Re: checkpointer continuous flushing - Mailing list pgsql-hackers

From Fabien COELHO
Subject Re: checkpointer continuous flushing
Date
Msg-id alpine.DEB.2.10.1506250632170.3535@sto
Whole thread Raw
In response to Re: checkpointer continuous flushing  (Amit Kapila <amit.kapila16@gmail.com>)
List pgsql-hackers
Hello Amit,

>> [...]
>> Ok, I misunderstood your question. I thought you meant a dip between 1
>> client and 4 clients. I meant that when flush is turned on tps goes down by
>> 8% (743 to 681 tps) on this particular run.
>
> This 8% might matter if the dip is bigger with more clients and
> more aggressive workload.  Do you know what could lead to this
> dip, because if we know what is the reason than it will be more
> predictable to know if this is the max dip that could happen or it
> could lead to bigger dip in other cases.
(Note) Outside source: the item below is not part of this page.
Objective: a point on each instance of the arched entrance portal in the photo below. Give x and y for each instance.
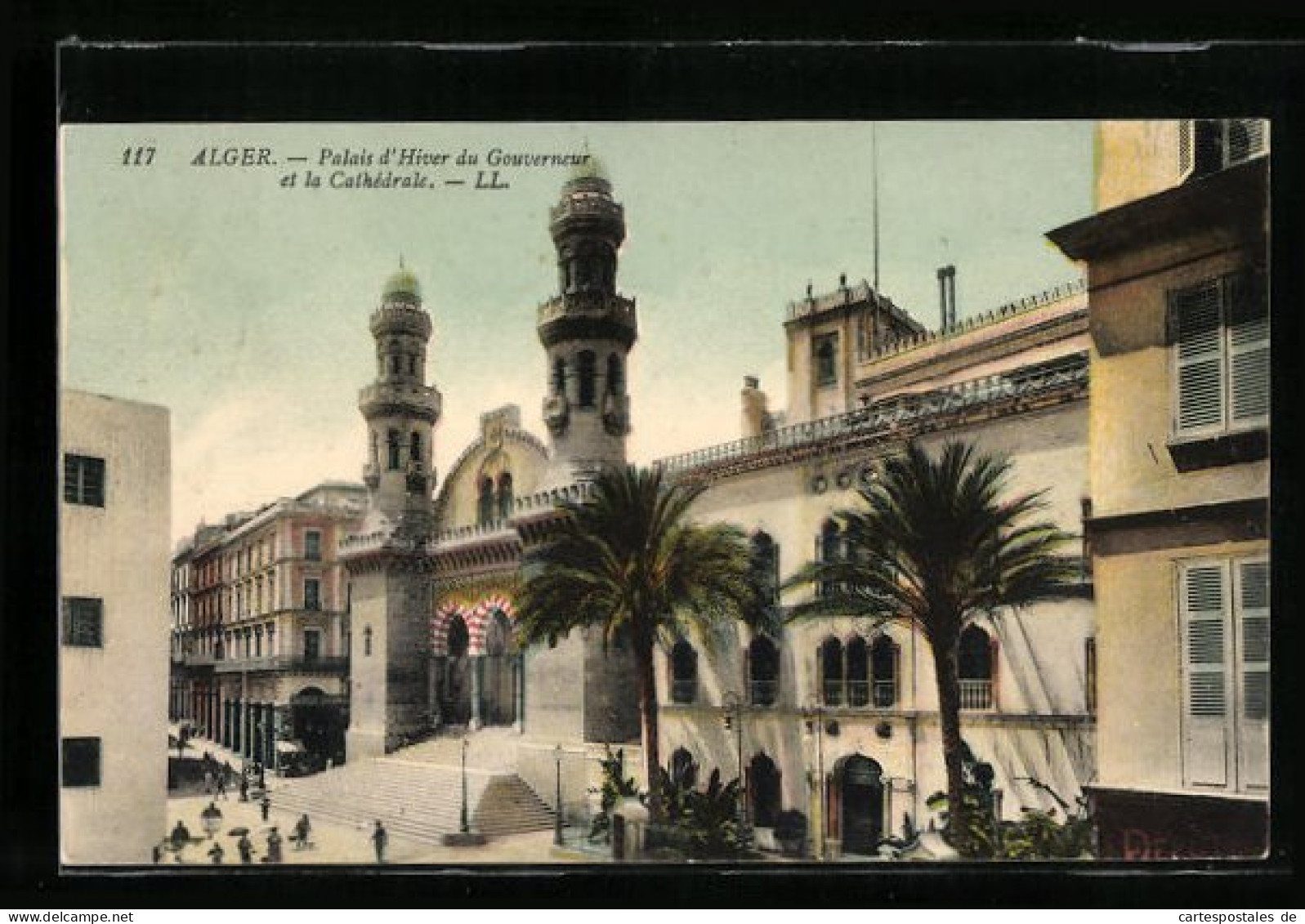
(860, 804)
(317, 721)
(456, 692)
(502, 672)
I do not know the cause of the dip, and whether it would increase with 
more clients. I do not have a box for such tests. If someone can provided 
the box, I can provide test scripts:-)

The first, although higher, measure is really very unstable, with pg 
totaly unresponsive (offline, really) at time.
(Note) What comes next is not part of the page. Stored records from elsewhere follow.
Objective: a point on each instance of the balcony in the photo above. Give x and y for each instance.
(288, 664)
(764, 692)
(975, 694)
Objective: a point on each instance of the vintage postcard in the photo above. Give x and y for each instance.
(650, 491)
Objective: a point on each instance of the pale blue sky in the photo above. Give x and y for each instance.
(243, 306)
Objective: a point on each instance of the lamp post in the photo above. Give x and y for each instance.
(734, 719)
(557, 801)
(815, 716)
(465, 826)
I think that the flush option may always have a risk of (small) 
detrimental effects on tps, because there are two steady states: one with 
pg only doing wal-logged transactions with great tps, and one with pg 
doing the checkpoint at nought tps. If this is on the same disk, even at 
best the combination means that probably each operation will amper the 
other one a little bit, so the combined tps performance would/could be 
lower than doing one after the other and having pg offline 50% of the 
time...

Please also note that this 8% "dip" is on a 681 (with the dip) vs 198 (no 
options at all) a X 3.4 improvement compared to pg current behavior.

>> Basically tps improvements mostly come from "sort", and "flush" has
>> uncertain effects on tps (throuput), but much more on latency and
>> performance stability (lower late rate, lower standard deviation).
>
> I agree that performance stability is important, but not sure if it
> is good idea to sacrifice the throuput for it.

See discussion above. I think better stability may imply slightly lower 
throughput on some load. That is why there are options and DBA to choose 
them:-)

> If sort + flush always gives better results, then isn't it better to 
> perform these actions together under one option.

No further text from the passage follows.